Au lieu de cela, Mojtaba, par son avidité, a réussi à engendrer une ambiance détestable et une tension écrasante tout au long de la soirée, car il a aussi tenté pendant le dîner (dîner constitué de riz blanc et d’herbes) de nous faire changer de l’argent, il voulait des dollars, des euros, des francs suisses… Tout était bon à prendre. Nous avions beau expliquer que l’on n’avait pas besoin de changer d’argent, que l’on avait assez de Rials pour le reste du voyage, il continuait à s’entêter grossièrement. Et j’avoue que ses équipements dernier cri ne m’ont pas aidé à ressentir un quelconque sentiment de pitié.

Un garçon sans empathie

Notre hôte s’est un peu relâché avec moi quand je l’ai aidé à analyser un texte d’anglais pour ses cours, j’ai alors compris un peu mieux sa personnalité :  Après réflexion, ce garçon n’est rien d’autre qu’un jeune homme un peu stupide, naïf et sans coeur… sans aucune forme d’empathie. Quand je lui expliquais le sens de ce texte, j’avais l’impression étrange de faire la leçon à un petit enfant fragile et un peu niais. Un gosse dans un corps de 25 ans. On l’a juste éduqué comme ceci, à exploiter tout ce que l’autre peut lui apporter sans aucune considération humaine, sans aucune forme de compassion. L’autre est un bien ou un service.

Dernière tentative !

Pour finir sur son cas quasi-irrattrapable, nous prenions le petit déjeuner avec ses parents, plus glacés que jamais, quand mon téléphone vibre. Un message de sa part (il avait dû s’absenter plus tôt) m’explique que sa maman nous apprécie tellement qu’elle serait heureuse si on pouvait lui laisser un petit cadeau en souvenir de nous, ou bien de l’argent. Nous n’avons pas grand-chose et franchement pas le cœur à laisser quoi que ce soit mais nous mutualisons nos efforts et offrons docilement un sac rempli de feuilles de verveine et une tablette de chocolat Milka à sa mère, qui n’esquisse toujours pas un sourire.

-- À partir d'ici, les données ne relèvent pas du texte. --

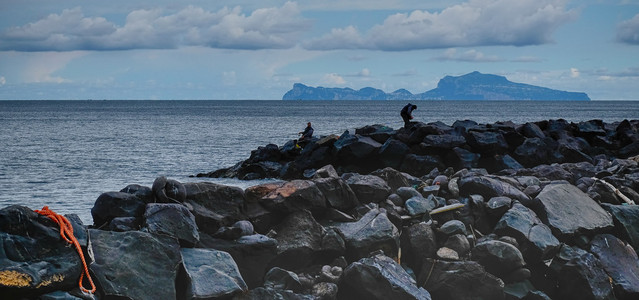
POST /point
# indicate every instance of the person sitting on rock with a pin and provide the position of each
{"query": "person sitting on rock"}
(307, 135)
(406, 114)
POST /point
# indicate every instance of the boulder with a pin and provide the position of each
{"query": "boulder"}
(295, 195)
(535, 239)
(568, 211)
(584, 278)
(252, 253)
(128, 263)
(464, 280)
(620, 262)
(374, 231)
(111, 205)
(33, 256)
(210, 274)
(499, 258)
(626, 220)
(368, 188)
(214, 205)
(337, 192)
(378, 277)
(174, 220)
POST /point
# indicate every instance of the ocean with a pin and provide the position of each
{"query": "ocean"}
(64, 154)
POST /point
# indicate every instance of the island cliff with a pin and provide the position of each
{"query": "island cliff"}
(472, 86)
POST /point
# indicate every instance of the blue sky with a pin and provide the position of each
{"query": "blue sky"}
(79, 49)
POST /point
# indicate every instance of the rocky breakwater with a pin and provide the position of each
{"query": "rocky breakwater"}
(426, 231)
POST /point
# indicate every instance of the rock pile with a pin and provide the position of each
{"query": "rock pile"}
(548, 231)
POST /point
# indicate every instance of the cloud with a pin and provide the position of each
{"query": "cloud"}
(473, 23)
(264, 28)
(628, 31)
(333, 79)
(466, 56)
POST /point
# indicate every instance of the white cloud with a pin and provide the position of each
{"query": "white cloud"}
(333, 79)
(628, 31)
(473, 23)
(264, 28)
(574, 72)
(466, 56)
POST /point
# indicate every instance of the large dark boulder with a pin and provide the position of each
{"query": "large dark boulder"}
(490, 187)
(174, 220)
(135, 265)
(378, 277)
(295, 195)
(583, 278)
(367, 188)
(34, 258)
(252, 253)
(568, 211)
(464, 280)
(214, 205)
(374, 231)
(535, 239)
(209, 274)
(620, 262)
(111, 205)
(626, 220)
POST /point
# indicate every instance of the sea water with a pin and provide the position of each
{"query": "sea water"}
(64, 154)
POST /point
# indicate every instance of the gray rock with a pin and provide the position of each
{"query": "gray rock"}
(568, 211)
(374, 231)
(174, 220)
(620, 262)
(210, 274)
(128, 263)
(378, 277)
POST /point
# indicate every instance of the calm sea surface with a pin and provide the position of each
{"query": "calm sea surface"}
(64, 154)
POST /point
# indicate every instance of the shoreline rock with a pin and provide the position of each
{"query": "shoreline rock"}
(446, 229)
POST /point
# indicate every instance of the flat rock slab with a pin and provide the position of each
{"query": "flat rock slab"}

Au moment de partir, son père revient à la charge, et très froidement nous fait des gestes qui veulent dire : « Donne nous de l’argent, on t’a accueilli chez nous ». Je fais semblant de ne pas comprendre et je fais le naïf : « C’est très gentil à vous de m’inviter à revenir, ce sera avec plaisir ! ». On a fini par se sortir de ce bourbier. Je ne peux m’empêcher de partager ici l’échange de messages que j’ai eu avec de garçon à propos du cadeau :

Mojtaba (traduit en français) : “Ma mère m’a dit que si vous aviez quelque chose à lui donner elle apprécierait beaucoup, je veux dire, comme un souvenir. Une petite chose par exemple… parce que comme elle m’a dit, elle vous aime vraiment beaucoup, chacun de vous. Parce que chaque personne qui vient dans notre maison donne une petite chose ou un peu d’argent pour elle. Elle veut garder ça dans son cœur pour toujours.” 

Mojtaba : “Ma mère m’a dit de te dire que c’est adressé à chacun de vous.”

Sa mère ne nous a jamais adressé la parole ni accordé un sourire de notre séjour. Sa pudeur l’honore.